How does the integration work?¶
The GitHub-connected repositories on DagsHub have a much smoother workflow. In addition to syncing the git-tracked files, DagsHub also automatically syncs the repo on push and enables management of PR and Issues from both platforms.
- Instant Repository Sync - The GitHub connected repositories are subscribed to the GitHub webhooks and are automatically synced when code is pushed.
- Sync Pull Requests - Pull requests created on GitHub are shown in DagsHub and vice versa. Use DagsHub to review code, data & models, and when you're done, click the merge button to merge on both platforms.
- Sync Issues - Issues open from DagsHub will also be opened on GitHub, with a comment linking them to the DagsHub discussion.

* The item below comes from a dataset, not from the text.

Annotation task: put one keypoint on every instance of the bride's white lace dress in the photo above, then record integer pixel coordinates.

- View GitHub stars - The repository's star count moves with you to DagsHub. People can now star your project on both DagsHub and GitHub, and it will be shown on your DagsHub repository.
How to connect a GitHub project to DagsHub?¶
If you have a GitHub project ready to connect, you can get started in less than a minute!
- Press the blue Create + button on the top right and click + New Repository
- Select the Import Repository card
- Click on the GitHub Connect button and authorize in GitHub
- Click the Add/Revoke Access button and choose to give access to all your repositories or specific ones.
- Click the repository you want to connect on DagsHub and click Connect Repository.
DagsHub connect
What is the added value of connecting a GitHub project to DagsHub?¶
By connecting a ML project from GitHub to DagsHub, you gain a lot of benefits, here are some concrete examples:
Remote object storage and experiment tracking server¶
While your git-tracked files stay on GitHub, your project now has a free and fully configured remote object storage and experiment tracking server. To use them, all you need to do is copy a few lines of commands to your terminal (generated by DagsHub), and you're set to go.
You can manage the storage and version your data using DVC and log your experiments to the remote tracking server using MLflow Tracking.
Diff Notebooks and comment on cells¶
Now, you can view your existing notebook pull requests from GitHub, which means you can see rich diffs:
View and diff data¶
DagsHub Catalog lets you view a variety of data types hosted both on the Git server and on DagsHub Storage. You can easily view photos, videos, audio, CSV files, and more! Not only that, as part of the Pull Request, you can diff all of those formats and merge them once you're done.
Use GitHub Actions with your ML projects¶
When connecting a GitHub repository to DagsHub, you can use GitHub Actions for CI/CD as an integral part of the ML project. You can integrate DagsHub storage with your actions, trigger actions when you open a pull request from DagsHub, and more.